An increase in clathrin recruitment at the plasma membrane and/or in tyrosine phosphorylation of the clathrin heavy chain has also been described for the insulin receptor (124,125) and for the B-cell and T-cell receptors [BCR and TCR, respectively; (126,127)]. Ligation of the BCR and TCR results in the tyrosine phosphorylation of clathrin and the endocytosis of these receptors through a clathrin-dependent internalization pathway. The BCR is internalized only if phosphorylated clathrin is associated with lipid rafts. The Tf-R was not found associated with these lipid rafts, suggesting that BCR endocytosis occurs through a different set of CCPs, as suggested for EGF-induced CCPs (108).
Thus, although it is clear that EGF treatment under specific conditions can induce the formation of CCPs that are specifically involved in the internalization of EGF-R, or at least not involved in the internalization of Tf, the existence of similar mechanisms for other receptors remains possible but unproven. Direct morphological studies and live-cell imaging would be useful and might make it possible to link clathrin modifications with changes in the CCP assembly process at the plasma membrane.
CCPs and pathogens
A number of viral pathogens enter cells by receptor-mediated endocytosis, targeting membrane receptors internalized by clathrin-dependent or clathrin-independent endocytosis (reviewed in 128). Two recent studies have investigated the dynamics of entry of the influenza virus (129) and reovirus (47) with respect to clathrin. In both studies, the virus was found to bind initially to the plasma membrane, on which it remained static. Clathrin staining was observed a few minutes later, at sites of virus attachment, followed by the endocytosis of the viral particles, as shown by the rapid disappearance of clathrin staining and rapid lateral movements of the internalized particles. In both cases, these events are consistent with the possibility that viruses may induce the assembly of their own clathrin-coated structures for internalization. These structures probably correspond to CCPs, as an early morphological study showed that influenza virus particles were present in CCPs and nascent vesicles (130).
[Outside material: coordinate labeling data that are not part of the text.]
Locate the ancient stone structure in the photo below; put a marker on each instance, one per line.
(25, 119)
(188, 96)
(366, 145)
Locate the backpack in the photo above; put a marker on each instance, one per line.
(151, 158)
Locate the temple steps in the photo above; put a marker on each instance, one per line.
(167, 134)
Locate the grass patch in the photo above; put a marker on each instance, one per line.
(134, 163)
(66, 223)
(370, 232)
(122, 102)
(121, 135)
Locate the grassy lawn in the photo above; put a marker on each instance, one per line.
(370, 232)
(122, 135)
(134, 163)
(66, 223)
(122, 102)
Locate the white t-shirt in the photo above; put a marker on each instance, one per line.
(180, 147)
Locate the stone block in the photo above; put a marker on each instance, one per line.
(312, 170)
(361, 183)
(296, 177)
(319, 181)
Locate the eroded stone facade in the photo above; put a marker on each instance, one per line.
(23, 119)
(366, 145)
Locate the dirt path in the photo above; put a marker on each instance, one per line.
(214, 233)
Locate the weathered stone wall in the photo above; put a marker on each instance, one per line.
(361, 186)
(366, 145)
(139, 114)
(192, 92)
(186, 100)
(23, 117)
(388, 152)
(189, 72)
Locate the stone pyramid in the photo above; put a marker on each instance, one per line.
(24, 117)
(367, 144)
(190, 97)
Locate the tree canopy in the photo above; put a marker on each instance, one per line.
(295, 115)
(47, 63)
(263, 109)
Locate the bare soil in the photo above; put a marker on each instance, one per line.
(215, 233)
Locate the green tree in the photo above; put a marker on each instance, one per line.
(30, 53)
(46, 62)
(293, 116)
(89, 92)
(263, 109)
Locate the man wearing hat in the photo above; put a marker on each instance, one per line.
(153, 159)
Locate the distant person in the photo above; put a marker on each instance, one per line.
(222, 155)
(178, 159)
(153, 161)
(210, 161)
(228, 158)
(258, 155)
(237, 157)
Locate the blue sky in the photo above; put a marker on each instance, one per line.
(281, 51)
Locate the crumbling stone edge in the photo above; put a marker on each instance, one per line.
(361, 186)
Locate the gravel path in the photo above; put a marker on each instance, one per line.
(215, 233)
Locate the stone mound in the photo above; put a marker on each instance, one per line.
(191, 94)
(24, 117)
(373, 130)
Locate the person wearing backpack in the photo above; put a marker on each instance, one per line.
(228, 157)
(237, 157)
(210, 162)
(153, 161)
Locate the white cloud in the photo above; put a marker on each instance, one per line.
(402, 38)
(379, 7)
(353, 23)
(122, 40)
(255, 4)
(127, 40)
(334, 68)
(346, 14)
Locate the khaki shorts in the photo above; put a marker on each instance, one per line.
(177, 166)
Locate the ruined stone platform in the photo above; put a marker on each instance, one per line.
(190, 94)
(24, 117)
A recent study unexpectedly showed that internalization of the bacterium Listeria monocytogenes was affected by depletion of the heavy chain of clathrin (131). Interestingly, an siRNA screen revealed that AP-2 was not involved, whereas dynamin, Eps15 and a number of signaling proteins, including Grb2, the met receptor and Cbl, were required for Listeria entry. These results suggest that Listeria may use the met receptor to induce the assembly of clathrin-coated structures similar to those induced by EGF-R stimulation (see above). However, bacteria are larger than classical CCPs, and electron microscopy studies are required to investigate this issue.